6.             Successors and Assigns. This Instrument will be binding upon and inure to the benefit of each of the parties and their respective heirs, executors, administrators, successors and assigns.

 

7.             Governing Law and Jurisdiction. This Instrument has been made, accepted and executed in the State of Florida.
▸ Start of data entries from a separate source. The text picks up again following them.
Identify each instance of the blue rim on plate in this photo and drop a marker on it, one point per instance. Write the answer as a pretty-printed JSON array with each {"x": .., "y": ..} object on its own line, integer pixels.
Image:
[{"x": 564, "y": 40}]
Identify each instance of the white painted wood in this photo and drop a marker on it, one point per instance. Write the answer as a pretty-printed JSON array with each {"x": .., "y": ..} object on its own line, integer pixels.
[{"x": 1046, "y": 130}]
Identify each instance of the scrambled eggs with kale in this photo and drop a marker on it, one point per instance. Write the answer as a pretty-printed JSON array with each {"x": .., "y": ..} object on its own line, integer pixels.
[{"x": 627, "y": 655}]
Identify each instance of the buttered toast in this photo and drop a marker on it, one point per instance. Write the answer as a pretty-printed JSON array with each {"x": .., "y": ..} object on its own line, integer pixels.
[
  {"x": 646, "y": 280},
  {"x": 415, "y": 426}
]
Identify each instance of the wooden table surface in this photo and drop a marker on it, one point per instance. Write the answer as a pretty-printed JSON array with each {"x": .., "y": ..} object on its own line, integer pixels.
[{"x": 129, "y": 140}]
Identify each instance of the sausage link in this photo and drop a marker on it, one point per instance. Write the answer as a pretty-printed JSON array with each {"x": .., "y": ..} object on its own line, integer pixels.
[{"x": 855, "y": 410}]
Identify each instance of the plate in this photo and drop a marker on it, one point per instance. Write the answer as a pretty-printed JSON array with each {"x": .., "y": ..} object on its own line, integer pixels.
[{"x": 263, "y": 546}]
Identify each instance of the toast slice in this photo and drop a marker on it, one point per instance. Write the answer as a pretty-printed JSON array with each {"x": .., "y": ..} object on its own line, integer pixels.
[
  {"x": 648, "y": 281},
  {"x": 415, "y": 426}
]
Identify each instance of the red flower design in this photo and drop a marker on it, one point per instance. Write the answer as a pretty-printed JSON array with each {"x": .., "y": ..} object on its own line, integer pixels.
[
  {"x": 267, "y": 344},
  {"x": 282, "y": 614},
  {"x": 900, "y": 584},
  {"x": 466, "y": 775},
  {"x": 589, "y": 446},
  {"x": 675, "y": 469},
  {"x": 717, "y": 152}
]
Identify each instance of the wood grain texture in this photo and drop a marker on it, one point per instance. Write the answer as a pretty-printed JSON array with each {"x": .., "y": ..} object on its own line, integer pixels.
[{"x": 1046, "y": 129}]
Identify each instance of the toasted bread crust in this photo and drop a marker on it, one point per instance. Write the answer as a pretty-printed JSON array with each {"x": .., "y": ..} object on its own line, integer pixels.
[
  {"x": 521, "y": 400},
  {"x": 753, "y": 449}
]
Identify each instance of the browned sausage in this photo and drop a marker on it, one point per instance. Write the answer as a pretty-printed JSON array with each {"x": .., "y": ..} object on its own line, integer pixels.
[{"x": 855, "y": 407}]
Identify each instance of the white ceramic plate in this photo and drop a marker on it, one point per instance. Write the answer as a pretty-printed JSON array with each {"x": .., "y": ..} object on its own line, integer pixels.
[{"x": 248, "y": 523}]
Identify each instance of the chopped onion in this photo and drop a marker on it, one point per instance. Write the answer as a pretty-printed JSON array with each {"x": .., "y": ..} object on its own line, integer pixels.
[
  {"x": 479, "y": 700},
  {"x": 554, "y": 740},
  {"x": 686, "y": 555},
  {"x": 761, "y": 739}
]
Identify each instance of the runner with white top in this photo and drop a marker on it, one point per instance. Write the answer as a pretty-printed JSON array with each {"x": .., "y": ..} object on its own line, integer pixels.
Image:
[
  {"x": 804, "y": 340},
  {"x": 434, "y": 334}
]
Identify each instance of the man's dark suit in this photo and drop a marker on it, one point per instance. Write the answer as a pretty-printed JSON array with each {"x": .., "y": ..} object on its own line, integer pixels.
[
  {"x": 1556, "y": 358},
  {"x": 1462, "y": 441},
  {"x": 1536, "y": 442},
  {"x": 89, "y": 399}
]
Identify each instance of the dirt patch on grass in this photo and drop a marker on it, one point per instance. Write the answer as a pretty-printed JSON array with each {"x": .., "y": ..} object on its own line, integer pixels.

THIS INSTRUMENT WILL BE INTERPRETED AND THE RIGHTS AND LIABILITIES OF THE PARTIES HERETO DETERMINED IN ACCORDANCE WITH THE LAWS OF THE STATE OF FLORIDA, EXCEPT THAT THE LAWS OF WYOMING, IF DIFFERENT, SHALL GOVERN THE ISSUANCE OF THE COMPANY’S SECURITIES. The parties consent to the exclusive jurisdiction of any state or federal court in Florida.

 

8.             WAIVER OF JURY TRIAL. EACH OF THE PARTIES IRREVOCABLY WAIVES ANY AND ALL RIGHT IT MAY HAVE TO A TRIAL BY JURY IN ANY ACTION, PROCEEDING OR CLAIM OF ANY NATURE RELATING TO THIS AGREEMENT, ANY DOCUMENTS EXECUTED IN CONNECTION WITH THIS AGREEMENT OR ANY TRANSACTION CONTEMPLATED IN ANY OF SUCH DOCUMENTS. THE PARTIES ACKNOWLEDGE THAT THE FOREGOING WAIVER IS KNOWING AND VOLUNTARY.

 

(EXECUTION PAGE FOLLOWS)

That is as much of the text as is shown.